I usually make a stir fry on Friday night with whatever vegetables I have leftover from the week. It is a great way to clear out the fridge and money saving as well. This recipe can be easily adapted to use up whatever leftover veggies you have on hand, I have even added tomatoes to stir fry with great success (though not in C's eyes!) I adapted this recipe from Tide and Thyme's recipe for Ginger Pork. Miss F wanted chicken, so I made the change for her. The sauce is incredibly easy to make and tasted just perfect. Miss F ate all her veggies except for the mushrooms. I was a huge mushroom fan as a kid, but I understand that many folks just don't like them. I am still getting used to cooking rice at 8000 feet. White rice takes over 20 minutes, so I haven't even bothered with brown rice up here...it would probably take hours! |
2 tablespoons soy sauce
4 teaspoons vegetable oil, divided
2 cloves garlic, minced
2-inch piece of ginger, peeled and finely grated
2 boneless skinless chicken breasts, cut into bite sized pieces
½ cup mushrooms, quartered
½ red bell pepper, chopped
½ onion, chopped
1 cup broccoli florets
½ cup chopped green beans
Sauce:
1 cup chicken broth
2 tablespoons cornstarch
2 tablespoons soy sauce
2 tablespoons oyster sauce
2 tablespoons sherry
Combine soy sauce, 2 teaspoons vegetable oil, garlic, and grated ginger in a Ziploc bag. Add chicken to the bag and toss to coat. Let marinade 30 minutes at room temperature.

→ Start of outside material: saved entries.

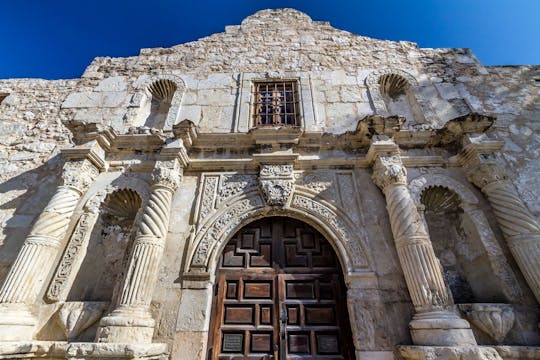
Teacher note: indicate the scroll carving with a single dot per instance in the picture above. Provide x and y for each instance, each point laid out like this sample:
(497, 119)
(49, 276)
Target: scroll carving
(227, 221)
(79, 175)
(208, 197)
(277, 183)
(335, 222)
(231, 185)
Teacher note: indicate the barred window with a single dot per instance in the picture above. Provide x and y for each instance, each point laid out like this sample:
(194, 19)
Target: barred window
(276, 103)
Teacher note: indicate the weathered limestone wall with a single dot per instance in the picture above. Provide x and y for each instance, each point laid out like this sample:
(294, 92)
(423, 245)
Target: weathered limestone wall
(337, 73)
(31, 133)
(512, 94)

Whisk together the broth, corn starch, soy sauce, oyster sauce and sherry in a two cup measure. Set aside.
Heat two teaspoons of vegetable oil in a wok or large skillet over high heat. Add the chicken and marinade to the pan, stir fry for 2 to 3 minutes. Add the mushrooms, bell pepper and onion, stir fry for a minute more. Add the broccoli and green beans, stir fry for two minutes more. Add the sauce, stirring until thickened, about 3 minutes. Serve over rice.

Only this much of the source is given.